Douglas Murray Douglas Murray

Spies spy – get over it

Why do we whinge about surveillance, then moan about intelligence failure after a terror attack?

Photo by Keystone/Getty Images 
issue 12 October 2013

In the whole panoply of human idiocy is there anything so ridiculous as the outrage that occurs whenever people are reminded that spies spy? There was just such an outburst recently when Edward Snowden left his job as a contractor to the CIA and NSA, repelled, he said, by the discovery that surveillance programmes carry out surveillance. Snowden discovered that American and British intelligence agencies were involved in data trawling and was so horrified that he found it necessary to flee — first to the freedom-loving People’s Republic of China and then, to seek asylum, to Moscow.
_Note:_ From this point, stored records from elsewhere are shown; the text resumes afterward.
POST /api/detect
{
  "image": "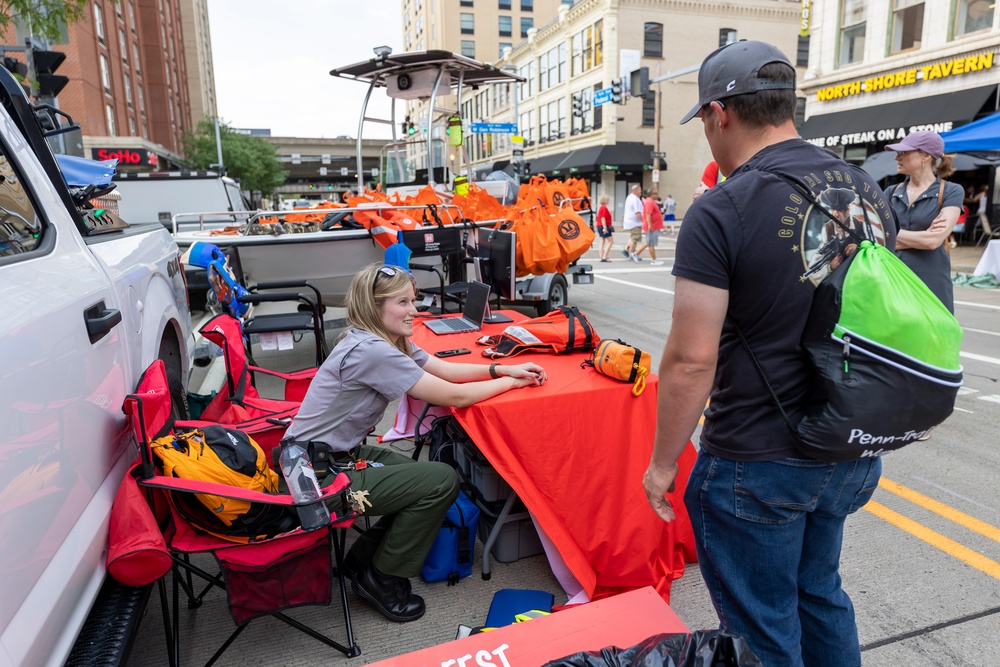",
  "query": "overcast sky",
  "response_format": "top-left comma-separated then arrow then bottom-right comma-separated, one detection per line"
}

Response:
208,0 -> 403,138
On the left of the political spectrum he is the new Julian Assange — though without the sex-crime charges.

Happily the new head of MI5, Andrew Parker, used his first public speech this week to inject some sanity back into the debate, and it was high time too.

As Parker reminded us, the intelligence services search for information not because they long to snoop on ordinary people, or feel a compelling need to read every email we send — but because they seek to thwart people who intend to harm us. We have enemies; there really are thousands of people hell-bent on blowing us up, and spooks exist to stop them.

The intelligence services don’t read emails at random, they focus their attention only on those who are of interest to them. Sometimes it seems as if we actually want to believe we’re all being spied on, to make us feel more important. But the truth is that unless you spend your vacations fighting jihad abroad, no one’s watching you.

And even if you are a frequent flyer to Kabul, it still doesn’t mean that every area of your life is being snooped on. As Parker said, ‘Being on our radar does not necessarily mean being under our microscope.